The Slovak tourist board shows a decrease of 49% compared to 2019, in the first 5 months of the year. However, a spokesperson said that since the numbers are compared to 2019, some of the difference is still given by the pandemic. They also pointed out that Bratislava is only an hour from Vienna and 4 p.m. from Kyiv, but people are still discouraged by the common border with Ukraine.

Estonia was also affected. Tallinn, a frequent destination for cruises, suffered the most, said Estonian Tourist Board director Liina Maria Lepik. Of the 350 ships scheduled to call at the city this year, half have canceled because they cannot go further to St Petersburg, which is a popular Baltic cruise destination.

For Romania, Intrepid Travel’s regional general manager for Europe, Tom Smith, told CNN that tourist numbers have particularly fallen in the Danube Delta region, which is closest to Ukraine. On the other hand, he thinks it is due to post-pandemic trends rather than war. After 2 years of restrictions, people now prefer to travel to ‘bucket list destinations’.

It’s really frustrating and infuriating that politics influences tourism, which helps people come together. More than 30 years have passed since the collapse of the Soviet Union and suddenly it’s like a geopolitical zombie influencing industries like tourism in Central and Eastern Europe.

Wojtek Mania, Poznań Tourism Organization, told CNN

Tour operators and tourist boards are trying to show travelers that, despite their fears, visiting Eastern Europe is actually very safe. “Krakow, Gdansk, Wrocław, Poznań and Warsaw… are all located hundreds of kilometers from the border with Ukraine.
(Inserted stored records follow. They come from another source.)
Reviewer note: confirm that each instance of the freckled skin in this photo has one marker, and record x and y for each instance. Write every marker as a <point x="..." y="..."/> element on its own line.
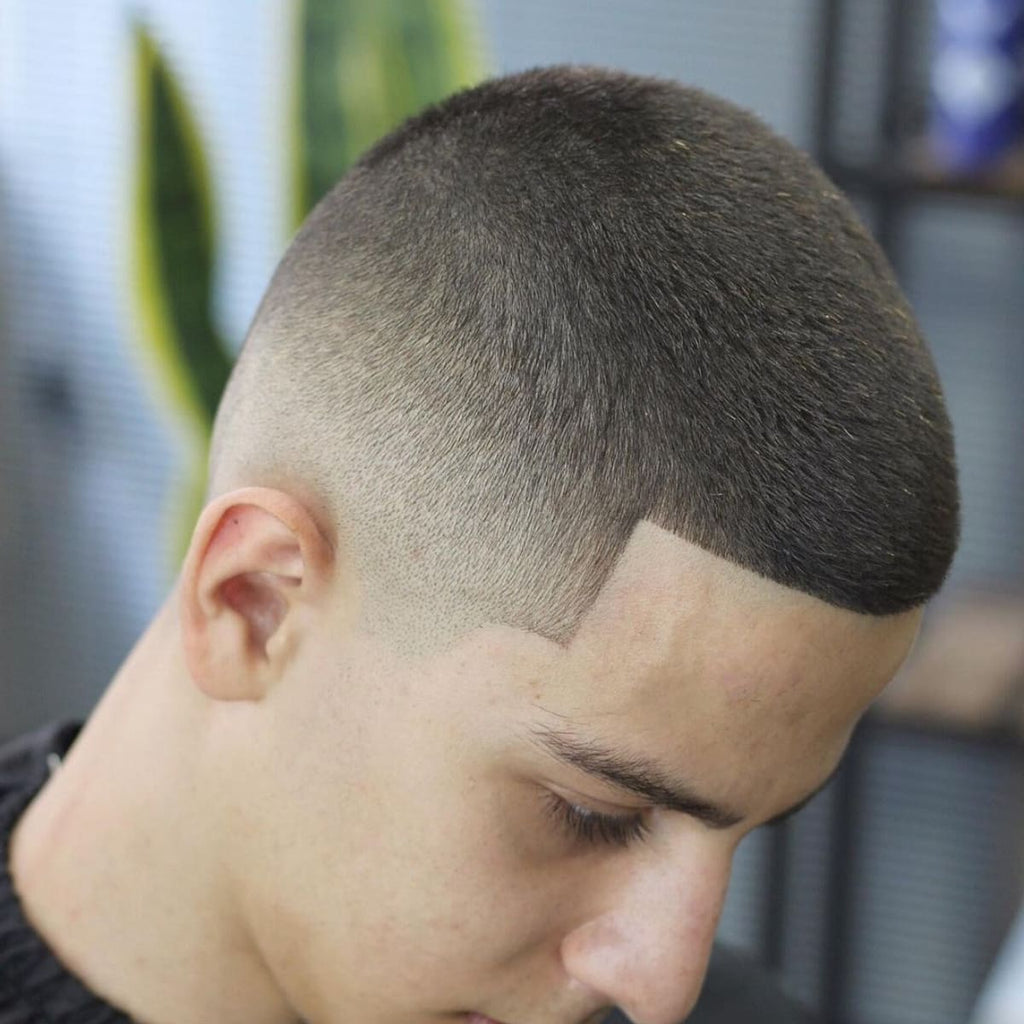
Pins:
<point x="322" y="829"/>
<point x="431" y="881"/>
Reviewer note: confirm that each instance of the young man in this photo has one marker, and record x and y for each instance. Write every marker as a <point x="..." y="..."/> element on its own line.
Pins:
<point x="579" y="485"/>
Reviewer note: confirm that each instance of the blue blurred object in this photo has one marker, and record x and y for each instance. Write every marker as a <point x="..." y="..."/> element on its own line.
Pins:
<point x="977" y="82"/>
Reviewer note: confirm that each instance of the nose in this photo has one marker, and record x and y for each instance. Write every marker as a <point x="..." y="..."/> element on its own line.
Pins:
<point x="647" y="949"/>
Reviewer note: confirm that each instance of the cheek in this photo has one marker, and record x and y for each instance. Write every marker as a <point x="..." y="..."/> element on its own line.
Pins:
<point x="418" y="870"/>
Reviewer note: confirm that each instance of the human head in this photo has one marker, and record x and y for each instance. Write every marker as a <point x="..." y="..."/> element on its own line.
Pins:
<point x="570" y="300"/>
<point x="583" y="406"/>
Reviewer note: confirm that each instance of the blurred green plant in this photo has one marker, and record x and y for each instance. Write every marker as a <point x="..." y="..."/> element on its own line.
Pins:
<point x="365" y="66"/>
<point x="361" y="67"/>
<point x="173" y="237"/>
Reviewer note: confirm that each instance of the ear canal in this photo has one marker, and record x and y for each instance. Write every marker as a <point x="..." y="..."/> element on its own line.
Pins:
<point x="259" y="603"/>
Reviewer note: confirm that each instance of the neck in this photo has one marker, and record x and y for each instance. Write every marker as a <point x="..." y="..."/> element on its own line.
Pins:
<point x="119" y="863"/>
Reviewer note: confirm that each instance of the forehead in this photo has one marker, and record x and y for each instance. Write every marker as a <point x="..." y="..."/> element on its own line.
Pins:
<point x="691" y="657"/>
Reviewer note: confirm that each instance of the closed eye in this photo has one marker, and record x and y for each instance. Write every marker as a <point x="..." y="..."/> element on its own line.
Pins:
<point x="590" y="827"/>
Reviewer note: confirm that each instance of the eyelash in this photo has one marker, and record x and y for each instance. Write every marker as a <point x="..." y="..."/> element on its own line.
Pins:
<point x="593" y="827"/>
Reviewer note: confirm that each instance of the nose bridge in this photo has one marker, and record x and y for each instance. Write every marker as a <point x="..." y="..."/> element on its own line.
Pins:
<point x="647" y="952"/>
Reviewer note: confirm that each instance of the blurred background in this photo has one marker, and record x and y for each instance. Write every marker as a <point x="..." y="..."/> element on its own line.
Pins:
<point x="155" y="158"/>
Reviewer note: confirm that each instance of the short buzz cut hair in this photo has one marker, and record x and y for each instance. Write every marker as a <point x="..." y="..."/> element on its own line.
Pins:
<point x="571" y="299"/>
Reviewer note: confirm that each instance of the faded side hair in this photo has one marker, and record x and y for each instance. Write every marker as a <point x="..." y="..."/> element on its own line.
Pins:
<point x="571" y="299"/>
The distance between Krakow and Kyiv is like the distance between London and Madrid,” Dorota Wojciechowska, director of the Polish Tourist Board in London, told CNN.

At the same time, they are aware that travel and tourism is “based on emotions, and rational arguments don’t reach people because they have those feelings, so it’s hard to get across,” said Wojciechowska.

We “focus on letting people know that we are safe. That we are not in a state of war, that we are not on the front line and that there are no crowds of refugees camping in the squares of the old town. Nothing is happening in the streets,” Mania said.